Two herdsmen were on Thursday arrested in Benue State after they exchanged fire with troops 707 Special Forces Brigade troops on a routine patrol along Gbajimba – Iyiodeh road in Guma Local Government Area.
They were arrested close to a fish farm owned by Governor Samuel Ortom.
The spokesman of 707 Special Forces Brigade Makurdi, Major Olabisi Ayeni, said the suspects were planning a dangerous mission but were sighted by the roops on patrol.
According to Major Ayeni the militia who were suspected to be converging, possibly for an attack on Ortom’s farm and other citizens’, were about to be approached for questioning when they opened fire on the troops as they made to run away but were engaged and two of them arrested.
Major Ayeni said the two herdsmen were handed over to the police.
Also Thursday, the police arraigned an 18-year-old herder, Abu Shagari, in a Makurdi Magistrates’ Court, for alleged open grazing.
The prosecutor, Sgt.
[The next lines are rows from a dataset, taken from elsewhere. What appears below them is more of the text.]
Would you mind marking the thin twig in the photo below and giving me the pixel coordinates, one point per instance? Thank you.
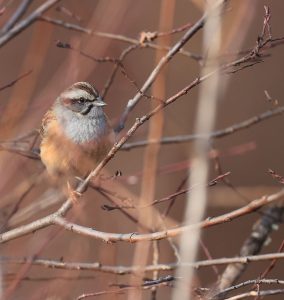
(20, 11)
(213, 135)
(124, 270)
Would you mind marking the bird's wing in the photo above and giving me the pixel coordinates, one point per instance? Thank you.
(47, 119)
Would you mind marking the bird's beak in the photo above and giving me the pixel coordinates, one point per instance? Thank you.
(99, 102)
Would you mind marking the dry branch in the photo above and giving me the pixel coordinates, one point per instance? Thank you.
(124, 270)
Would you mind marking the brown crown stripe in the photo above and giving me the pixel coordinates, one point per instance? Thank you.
(88, 88)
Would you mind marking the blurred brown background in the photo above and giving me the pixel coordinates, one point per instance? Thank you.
(22, 107)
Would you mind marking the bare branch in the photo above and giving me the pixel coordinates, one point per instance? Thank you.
(124, 270)
(213, 135)
(22, 8)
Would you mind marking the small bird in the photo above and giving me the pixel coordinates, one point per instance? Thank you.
(76, 133)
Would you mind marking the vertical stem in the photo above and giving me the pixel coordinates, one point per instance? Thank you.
(205, 118)
(151, 156)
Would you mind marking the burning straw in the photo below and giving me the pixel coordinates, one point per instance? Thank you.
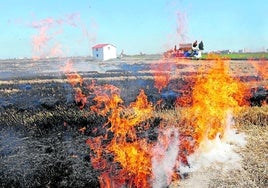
(125, 159)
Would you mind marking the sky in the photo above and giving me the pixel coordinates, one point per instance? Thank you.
(33, 28)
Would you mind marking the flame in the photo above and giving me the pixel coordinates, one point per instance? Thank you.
(131, 153)
(214, 96)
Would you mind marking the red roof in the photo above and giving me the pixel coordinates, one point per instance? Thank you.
(100, 45)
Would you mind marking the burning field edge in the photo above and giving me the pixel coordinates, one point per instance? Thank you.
(44, 130)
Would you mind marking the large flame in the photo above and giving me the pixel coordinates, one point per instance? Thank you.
(125, 159)
(132, 154)
(214, 95)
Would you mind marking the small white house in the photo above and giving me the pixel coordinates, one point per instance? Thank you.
(104, 52)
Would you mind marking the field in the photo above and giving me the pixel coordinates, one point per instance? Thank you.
(243, 56)
(44, 129)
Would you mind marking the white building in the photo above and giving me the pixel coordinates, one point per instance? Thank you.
(104, 52)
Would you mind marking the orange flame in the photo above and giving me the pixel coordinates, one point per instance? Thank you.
(214, 96)
(131, 153)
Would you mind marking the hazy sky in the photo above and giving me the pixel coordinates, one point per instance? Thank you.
(66, 27)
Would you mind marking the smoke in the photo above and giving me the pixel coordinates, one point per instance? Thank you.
(164, 157)
(215, 155)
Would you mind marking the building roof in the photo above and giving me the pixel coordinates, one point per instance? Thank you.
(100, 45)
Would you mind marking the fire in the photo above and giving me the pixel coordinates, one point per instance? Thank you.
(214, 96)
(131, 153)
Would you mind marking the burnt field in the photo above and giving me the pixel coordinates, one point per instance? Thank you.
(43, 129)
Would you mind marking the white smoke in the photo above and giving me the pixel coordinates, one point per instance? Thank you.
(164, 159)
(218, 154)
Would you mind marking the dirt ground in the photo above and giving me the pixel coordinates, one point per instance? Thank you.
(41, 142)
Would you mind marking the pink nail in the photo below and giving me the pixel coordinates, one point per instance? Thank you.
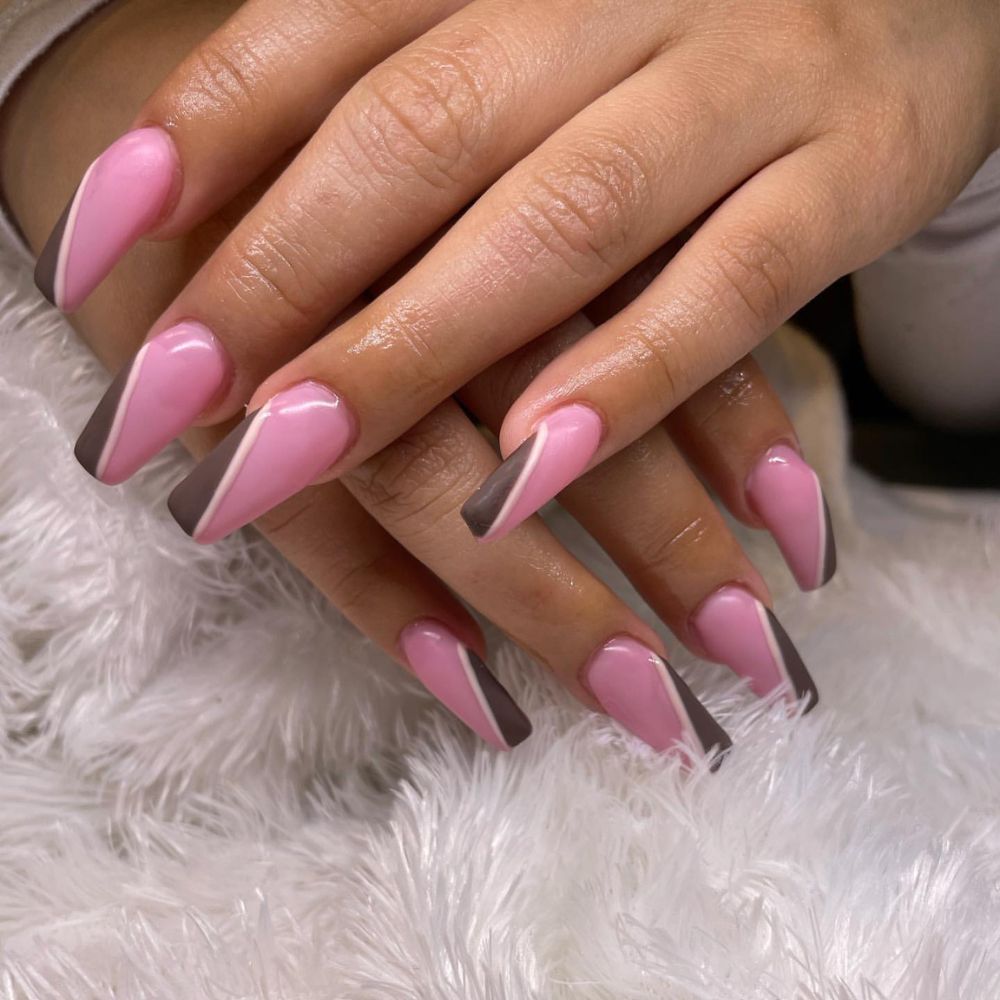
(559, 451)
(464, 684)
(121, 197)
(171, 380)
(787, 496)
(647, 696)
(739, 631)
(275, 452)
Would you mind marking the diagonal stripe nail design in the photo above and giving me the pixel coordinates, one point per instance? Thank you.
(121, 197)
(557, 453)
(788, 497)
(170, 381)
(741, 632)
(647, 696)
(273, 454)
(460, 680)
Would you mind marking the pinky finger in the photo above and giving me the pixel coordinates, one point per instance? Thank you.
(398, 603)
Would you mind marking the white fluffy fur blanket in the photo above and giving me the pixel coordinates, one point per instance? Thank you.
(211, 787)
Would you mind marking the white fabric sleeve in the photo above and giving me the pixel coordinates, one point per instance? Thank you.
(27, 29)
(929, 312)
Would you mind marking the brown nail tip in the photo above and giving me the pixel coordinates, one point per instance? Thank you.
(798, 672)
(47, 264)
(94, 436)
(714, 740)
(481, 510)
(192, 495)
(514, 725)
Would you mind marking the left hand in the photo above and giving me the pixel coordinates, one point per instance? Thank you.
(824, 132)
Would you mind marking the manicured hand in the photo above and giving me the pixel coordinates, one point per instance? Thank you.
(387, 545)
(810, 135)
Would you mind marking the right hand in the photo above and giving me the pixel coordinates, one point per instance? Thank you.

Abdulkarim Abubakar, told the court that the accused person was arrested by a team of vigilance group, led by Gwaza Jacob.
He said the accused person was subsequently handed over to the State Criminal Investigation and Intelligence Department (SCIID) in Makurdi on January 21.
Abubakar said the team was on patrol on Adaka Road in Makurdi metropolis, when they saw the accused person taking his cattle to openly graze on the field.
He said the accused person hailed from Shabu village in Nasarawa State.
The prosecutor averred that other herders in company of the accused person were at large.
The News Agency of Nigeria (NAN) reports that the accused person pleaded guilty to the charges.
The prosecutor prayed the court to enter a summary judgment on the accused person, based on his guilty plea in line with Section 157 of the CPC.
However, My Jijani Ahmed, counsel to the accused person, had urged the court to reverse the plea of guilty to not guilty in the interest of justice.
He said his client must be given the opportunity to defend himself and for the prosecution to prove their case beyond reasonable doubt before a judgment could be entered.
The Magistrate, Mr Emmanuel Azembe, held that the accused person must give full explanation of his plea and the consequences that followed it.
He asked Shagari to show cause why the court should not convict him on the grounds of his plea.
The magistrate, however, extended a life line to the accused person by asking if he could change his plea to “not guilty’’.